Teaching Machines Rules and Algorithms

Cellular Automata Learning Neural Network

🦠 This particular Coronavirus strain (SARS Cov2) is the biggest calamity to happen to humanity since World War 2. It has put all of us in our homes without anything interesting to do, so I decided to take time and try out some whacky ideas. But being limited by compute power of a Google Colab I needed to try out something simple, quick and low power, not training some giant neural network based language model for Covid-19 Kaggle challenge.

Like always I go on a bit of writing before getting to the point so TL;DR.

📦 Software 2.0

Machine learning is good with cases where we have large datasamples and we need to generate algorithms from it, though very important problem it's still has not entered the software industry as much as a developer would want. The few changes that have happened is that now I have to write an API query to Google and they run the networks.

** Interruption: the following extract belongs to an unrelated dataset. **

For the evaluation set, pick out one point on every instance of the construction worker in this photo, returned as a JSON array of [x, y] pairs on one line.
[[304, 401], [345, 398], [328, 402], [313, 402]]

But this is boring and not where it should be, conventional software programming still dominates most of the things we do. I have a theory why that is, the current state of machine learning algorithms have gone from data ➜ algorithm but all the other software goes from algorithm ➜ data and we do not have a way to teach network rules.

An overview of how the business rules, you can look at the complexity that they have and ignoring the data flow piece there is a possibility to convert this into Neural Engine

The reason I bring up business rules is because that is what I do professionaly, building integrated systems that take in documents at one end and create business metrics at the other end. I had an idea that most of business rules can be converted into giant if/else statements and you just need a smart enough language to load that run those, this can be loosely interpreted as Flow-based programing where the data flows through and rules can be easily understood and created without writing a JSON for each complex rule.

🤖 PoC: The idea of cellular automata

While my readings I came about two practical applications of neural network to perform tasks that are more software oriented. Both of them can be seen in Differentiable Neural Computers, one is long term copy pasting the other is shortest path finding on a graph. These are practical examples of a copy-pasting mechanism and Dijkstra's Algorithm, though still not the perfect solution but better than the rest.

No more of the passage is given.